Cooking dinner doesn’t have to take a lot of time. I cook dinner six nights a week, and you can bet I’m not spending an hour in the kitchen every night.
Take this slow cooker spicy pepper beef recipe for example. Only requires four ingredients and less than 10 minutes to chop the vegetables.
My slow cooker party pork recipe is another one of my “4 ingredient recipes” that comes together in a flash.
I’ll let you in on a little secret: Sometimes I even prep my slow cooker meals the night before and store in the refrigerator overnight. Then all I have to do in the morning is take it out of the fridge and turn on the slow cooker. It doesn’t get any quicker than that! (I place a piece of plastic wrap in between the slow cooker pot and lid.)

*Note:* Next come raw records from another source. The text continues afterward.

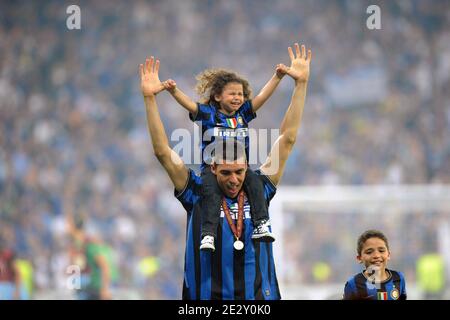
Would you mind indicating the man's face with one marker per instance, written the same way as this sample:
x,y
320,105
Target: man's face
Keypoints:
x,y
230,176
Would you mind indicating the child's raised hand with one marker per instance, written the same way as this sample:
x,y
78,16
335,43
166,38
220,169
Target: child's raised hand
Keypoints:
x,y
150,83
299,69
281,70
170,85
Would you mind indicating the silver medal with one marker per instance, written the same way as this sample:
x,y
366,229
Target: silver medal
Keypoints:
x,y
238,245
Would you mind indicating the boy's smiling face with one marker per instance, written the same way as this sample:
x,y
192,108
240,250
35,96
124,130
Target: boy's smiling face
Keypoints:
x,y
374,253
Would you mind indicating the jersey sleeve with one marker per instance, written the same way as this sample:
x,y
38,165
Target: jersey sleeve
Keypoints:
x,y
403,295
191,192
204,113
349,291
269,188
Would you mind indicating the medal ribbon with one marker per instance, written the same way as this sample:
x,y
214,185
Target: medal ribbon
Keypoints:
x,y
237,232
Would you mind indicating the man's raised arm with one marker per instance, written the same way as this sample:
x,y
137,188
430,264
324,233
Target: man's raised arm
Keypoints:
x,y
299,71
172,163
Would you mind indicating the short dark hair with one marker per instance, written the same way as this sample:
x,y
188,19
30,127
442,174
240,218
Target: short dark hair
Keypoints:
x,y
228,150
371,234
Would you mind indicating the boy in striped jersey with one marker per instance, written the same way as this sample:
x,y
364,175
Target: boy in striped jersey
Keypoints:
x,y
224,112
376,282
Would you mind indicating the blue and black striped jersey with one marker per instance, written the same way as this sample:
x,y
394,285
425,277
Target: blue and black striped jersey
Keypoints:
x,y
359,287
215,124
226,273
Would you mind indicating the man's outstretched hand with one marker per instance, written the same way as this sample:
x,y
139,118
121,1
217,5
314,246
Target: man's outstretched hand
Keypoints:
x,y
150,83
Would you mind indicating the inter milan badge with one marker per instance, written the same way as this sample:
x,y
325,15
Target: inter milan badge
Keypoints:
x,y
395,294
238,245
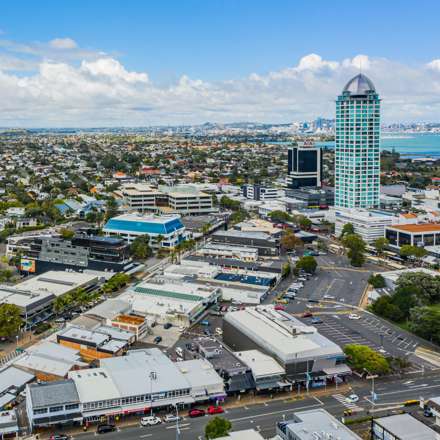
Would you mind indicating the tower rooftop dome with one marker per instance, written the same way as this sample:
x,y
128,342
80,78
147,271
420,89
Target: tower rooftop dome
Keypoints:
x,y
359,85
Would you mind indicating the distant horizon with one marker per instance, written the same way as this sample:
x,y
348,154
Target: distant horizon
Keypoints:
x,y
169,63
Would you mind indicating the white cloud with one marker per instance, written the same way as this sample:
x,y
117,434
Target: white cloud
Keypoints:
x,y
63,43
100,90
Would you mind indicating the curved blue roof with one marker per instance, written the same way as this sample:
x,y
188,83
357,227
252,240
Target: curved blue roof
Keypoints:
x,y
144,227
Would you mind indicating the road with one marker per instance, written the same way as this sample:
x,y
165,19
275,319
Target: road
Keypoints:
x,y
263,417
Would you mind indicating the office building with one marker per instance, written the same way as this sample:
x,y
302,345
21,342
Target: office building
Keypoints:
x,y
165,300
41,254
369,224
310,197
265,243
305,354
260,192
179,199
168,228
314,424
422,234
357,145
35,296
304,165
53,403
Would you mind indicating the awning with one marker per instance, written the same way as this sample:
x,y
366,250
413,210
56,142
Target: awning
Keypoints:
x,y
338,369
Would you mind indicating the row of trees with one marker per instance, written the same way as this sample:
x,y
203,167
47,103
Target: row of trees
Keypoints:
x,y
415,301
366,360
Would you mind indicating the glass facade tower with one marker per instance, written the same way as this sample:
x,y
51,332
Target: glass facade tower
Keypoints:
x,y
357,145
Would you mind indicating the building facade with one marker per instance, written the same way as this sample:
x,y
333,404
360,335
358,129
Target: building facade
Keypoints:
x,y
304,166
357,145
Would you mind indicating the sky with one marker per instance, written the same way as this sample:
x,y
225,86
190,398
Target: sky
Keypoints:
x,y
81,63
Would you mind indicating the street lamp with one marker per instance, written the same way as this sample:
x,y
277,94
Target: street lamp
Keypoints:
x,y
152,376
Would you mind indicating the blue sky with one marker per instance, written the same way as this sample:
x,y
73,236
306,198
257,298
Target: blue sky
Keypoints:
x,y
218,43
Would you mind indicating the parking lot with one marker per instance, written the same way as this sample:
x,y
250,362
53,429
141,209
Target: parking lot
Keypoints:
x,y
372,332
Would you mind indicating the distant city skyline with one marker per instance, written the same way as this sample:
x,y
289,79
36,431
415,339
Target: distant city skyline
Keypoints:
x,y
139,63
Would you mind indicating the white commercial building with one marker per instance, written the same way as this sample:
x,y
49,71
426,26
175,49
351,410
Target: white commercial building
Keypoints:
x,y
167,228
369,224
178,302
298,348
35,295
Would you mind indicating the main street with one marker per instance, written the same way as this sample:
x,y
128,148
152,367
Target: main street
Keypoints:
x,y
264,416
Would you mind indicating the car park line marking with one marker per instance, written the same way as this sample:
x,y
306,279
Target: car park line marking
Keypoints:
x,y
275,412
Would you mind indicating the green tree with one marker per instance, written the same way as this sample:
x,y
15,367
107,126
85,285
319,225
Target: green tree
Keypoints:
x,y
362,357
380,244
10,320
217,427
423,285
286,269
278,216
408,250
377,281
307,263
347,229
425,322
356,249
67,233
140,247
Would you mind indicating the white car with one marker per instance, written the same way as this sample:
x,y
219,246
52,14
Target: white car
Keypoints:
x,y
352,398
171,418
150,421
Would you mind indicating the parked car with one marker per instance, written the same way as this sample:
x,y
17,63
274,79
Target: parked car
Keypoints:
x,y
171,418
150,421
104,428
215,409
352,398
427,412
196,412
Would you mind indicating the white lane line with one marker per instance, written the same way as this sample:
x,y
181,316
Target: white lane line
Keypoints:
x,y
275,412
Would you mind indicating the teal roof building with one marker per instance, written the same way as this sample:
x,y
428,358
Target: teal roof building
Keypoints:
x,y
357,145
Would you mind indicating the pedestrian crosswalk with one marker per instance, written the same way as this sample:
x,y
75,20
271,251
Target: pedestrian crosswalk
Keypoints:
x,y
350,405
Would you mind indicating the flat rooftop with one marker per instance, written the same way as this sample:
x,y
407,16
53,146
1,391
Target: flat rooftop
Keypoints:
x,y
260,363
406,427
282,334
306,424
422,227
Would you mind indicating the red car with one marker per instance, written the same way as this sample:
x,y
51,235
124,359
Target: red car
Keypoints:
x,y
215,409
196,412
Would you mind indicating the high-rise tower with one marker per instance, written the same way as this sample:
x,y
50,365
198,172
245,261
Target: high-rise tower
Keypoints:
x,y
357,145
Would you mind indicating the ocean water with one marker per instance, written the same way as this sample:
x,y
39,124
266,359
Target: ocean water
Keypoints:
x,y
408,145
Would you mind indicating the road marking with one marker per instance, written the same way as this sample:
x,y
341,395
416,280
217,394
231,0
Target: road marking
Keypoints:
x,y
275,412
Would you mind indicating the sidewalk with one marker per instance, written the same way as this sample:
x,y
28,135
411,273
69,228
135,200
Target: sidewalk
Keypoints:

Three reasons I love this banana pepper shredded beef recipe:
- It’s easy to make.
- It’s a creative way to use fresh banana peppers from your garden or farmer’s market.
- IT’S DELICIOUS.
Cook fresh or freeze to cook later. Serve on rolls with a side salad or plain with mashed potatoes and roasted carrots.
- 2 pounds boneless beef chuck shoulder roast, fat trimmed
- 4 banana peppers (mild or hot), seeds removed and sliced (Please wear gloves so your fingers don’t burn afterwards!)
- 1 medium yellow onion, peeled and sliced
- 1-1.25 cups beef broth (If you buy a can with 2 cups, you can use the leftover broth in my Shepherd’s Pie recipe)
- Combine all ingredients in your slow cooker and cook for 6-8 hours on “low.” (The time depends on the strength of your slow cooker. You want the meat to fall apart and melt in your mouth.)
- Remove beef from slow cooker and shred with a fork.
To Freeze and Cook Later
Combine all ingredients in a gallon-sized plastic freezer bag. Remove as much air as possible, seal, and freeze for up to three months. When ready to cook, thaw overnight in refrigerator and cook in slow cooker for 6-8 hours on “low” setting.